Pour mieux caractériser cette exposition, l’Observatoire de la Qualité des Environnements Intérieurs (OQEI) a conduit la campagne nationale PESTILOGE, première étude française d’ampleur dédiée à la présence de pesticides dans l’air et les poussières des logements. Réalisée entre novembre 2020 et février 2023, elle a porté sur 571 logements répartis dans 321 communes et 84 départements, couvrant l’ensemble des saisons.
Les résultats montrent que les pesticides sont plus fréquemment détectés dans les poussières que dans l’air intérieur. Au total, 13 substances ont été retrouvées dans les poussières de plus de 90 % des logements étudiés. Il s’agit de cinq fongicides (boscalid, dicloran, difénoconazole, propiconazole, tébuconazole), de quatre insecticides (acétamipride, cyperméthrine, imidaclopride, perméthrine), de deux herbicides (glyphosate, terbutryne) et de deux répulsifs d’insectes (DEET, icaridine).
Certaines de ces substances font l’objet de restrictions, voire d’interdictions d’usage depuis plusieurs années. Leur détection fréquente souligne leur persistance dans les environnements intérieurs, en particulier dans les poussières. À ce jour, il n’existe pas de valeurs sanitaires de référence permettant d’évaluer précisément les risques liés à ces niveaux d’exposition.
Des gestes simples pour limiter l’exposition
Face à ces constats, plusieurs actions peuvent contribuer à limiter l’accumulation et la remise en suspension de poussières dans les logements.
L’aération quotidienne, au moins dix minutes par jour, y compris en hiver, est recommandée. Il est également conseillé d’aérer pendant et après le ménage et de veiller au bon fonctionnement de la ventilation (VMC), en nettoyant régulièrement les entrées et sorties d’air.

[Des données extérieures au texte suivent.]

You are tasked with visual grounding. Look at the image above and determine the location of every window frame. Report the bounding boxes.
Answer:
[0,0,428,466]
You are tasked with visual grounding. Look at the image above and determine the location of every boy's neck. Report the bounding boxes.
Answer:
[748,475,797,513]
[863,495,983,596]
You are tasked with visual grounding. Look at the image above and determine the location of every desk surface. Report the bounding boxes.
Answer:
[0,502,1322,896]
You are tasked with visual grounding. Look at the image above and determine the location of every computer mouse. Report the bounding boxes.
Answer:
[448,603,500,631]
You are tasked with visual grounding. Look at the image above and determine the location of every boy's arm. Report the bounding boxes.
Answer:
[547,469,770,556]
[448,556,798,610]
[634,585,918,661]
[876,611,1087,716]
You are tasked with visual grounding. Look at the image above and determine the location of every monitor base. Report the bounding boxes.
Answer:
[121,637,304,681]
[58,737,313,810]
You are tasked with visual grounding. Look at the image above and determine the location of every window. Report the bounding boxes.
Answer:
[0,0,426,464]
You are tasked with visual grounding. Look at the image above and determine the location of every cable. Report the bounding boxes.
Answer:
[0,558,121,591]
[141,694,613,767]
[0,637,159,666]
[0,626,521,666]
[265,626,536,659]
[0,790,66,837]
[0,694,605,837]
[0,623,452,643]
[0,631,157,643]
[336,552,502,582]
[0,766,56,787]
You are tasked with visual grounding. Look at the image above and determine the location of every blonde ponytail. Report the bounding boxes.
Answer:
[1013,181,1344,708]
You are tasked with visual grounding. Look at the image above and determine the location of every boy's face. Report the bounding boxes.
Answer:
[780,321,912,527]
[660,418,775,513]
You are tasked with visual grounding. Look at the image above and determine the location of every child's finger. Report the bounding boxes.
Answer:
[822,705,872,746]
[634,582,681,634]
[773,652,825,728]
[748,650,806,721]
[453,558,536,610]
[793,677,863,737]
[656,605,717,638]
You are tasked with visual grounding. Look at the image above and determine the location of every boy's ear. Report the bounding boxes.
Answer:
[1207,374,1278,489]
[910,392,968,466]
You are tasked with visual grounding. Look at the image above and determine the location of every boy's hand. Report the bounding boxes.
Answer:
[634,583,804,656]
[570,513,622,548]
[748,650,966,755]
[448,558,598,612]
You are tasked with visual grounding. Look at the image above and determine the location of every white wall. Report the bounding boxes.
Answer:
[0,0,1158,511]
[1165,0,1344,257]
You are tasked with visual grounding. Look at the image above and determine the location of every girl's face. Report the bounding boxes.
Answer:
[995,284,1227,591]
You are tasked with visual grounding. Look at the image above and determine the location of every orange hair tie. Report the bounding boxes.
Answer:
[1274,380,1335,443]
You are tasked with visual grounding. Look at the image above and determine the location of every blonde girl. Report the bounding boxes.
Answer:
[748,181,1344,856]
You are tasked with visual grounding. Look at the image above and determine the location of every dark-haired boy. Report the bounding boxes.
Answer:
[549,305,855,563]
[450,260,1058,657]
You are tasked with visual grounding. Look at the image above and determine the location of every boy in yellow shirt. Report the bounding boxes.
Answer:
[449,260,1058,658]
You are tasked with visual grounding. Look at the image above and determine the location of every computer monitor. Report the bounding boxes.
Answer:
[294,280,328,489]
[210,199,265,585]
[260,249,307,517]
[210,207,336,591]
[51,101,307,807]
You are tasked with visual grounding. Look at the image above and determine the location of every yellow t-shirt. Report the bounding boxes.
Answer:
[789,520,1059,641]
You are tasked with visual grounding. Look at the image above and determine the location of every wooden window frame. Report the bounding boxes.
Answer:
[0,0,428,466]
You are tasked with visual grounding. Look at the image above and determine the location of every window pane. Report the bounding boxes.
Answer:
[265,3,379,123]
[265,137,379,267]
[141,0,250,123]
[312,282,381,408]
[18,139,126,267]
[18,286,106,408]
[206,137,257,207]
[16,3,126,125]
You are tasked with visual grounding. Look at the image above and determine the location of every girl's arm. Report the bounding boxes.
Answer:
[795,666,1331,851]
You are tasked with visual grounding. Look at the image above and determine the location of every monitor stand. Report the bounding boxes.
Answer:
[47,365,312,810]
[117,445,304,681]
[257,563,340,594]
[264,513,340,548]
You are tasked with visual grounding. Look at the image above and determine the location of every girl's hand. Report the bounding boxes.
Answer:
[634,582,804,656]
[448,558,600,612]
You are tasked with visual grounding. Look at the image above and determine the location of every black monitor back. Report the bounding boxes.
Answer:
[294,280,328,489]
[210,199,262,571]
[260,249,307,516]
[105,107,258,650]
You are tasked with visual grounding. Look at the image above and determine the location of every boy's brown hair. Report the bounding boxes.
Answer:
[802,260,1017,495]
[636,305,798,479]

Pour limiter l’apport de poussières extérieures, l’usage d’un tapis d’entrée nettoyé régulièrement est préconisé, ainsi que le retrait des chaussures à l’intérieur lorsque cela est possible. Les zones d’entrée, plus exposées, nécessitent un nettoyage régulier.
Concernant l’entretien des sols, l’aspirateur est à privilégier par rapport au balai, qui remet davantage de particules en suspension. L’utilisation d’un appareil équipé d’un filtre HEPA est recommandée lorsque cela est possible, avec un entretien régulier des sacs et filtres. Un nettoyage humide des sols en complément permet de fixer les particules restantes.
Il est également conseillé de limiter les surfaces textiles qui retiennent la poussière, comme les tapis ou moquettes, et de nettoyer les meubles avec une lingette microfibre légèrement humide plutôt qu’un chiffon sec. L’entretien régulier des textiles d’ameublement et des draps participe aussi à réduire l’accumulation de particules.
Enfin, pour les foyers avec animaux de compagnie, un brossage régulier, de préférence à l’extérieur, et un nettoyage plus fréquent des zones où l’animal circule ou dort permettent de limiter la dispersion des poils et particules.
À travers ces recommandations, Atmo Bourgogne-Franche-Comté rappelle que la qualité de l’air intérieur constitue un enjeu de santé publique et que des gestes simples peuvent contribuer à améliorer l’environnement quotidien des habitants.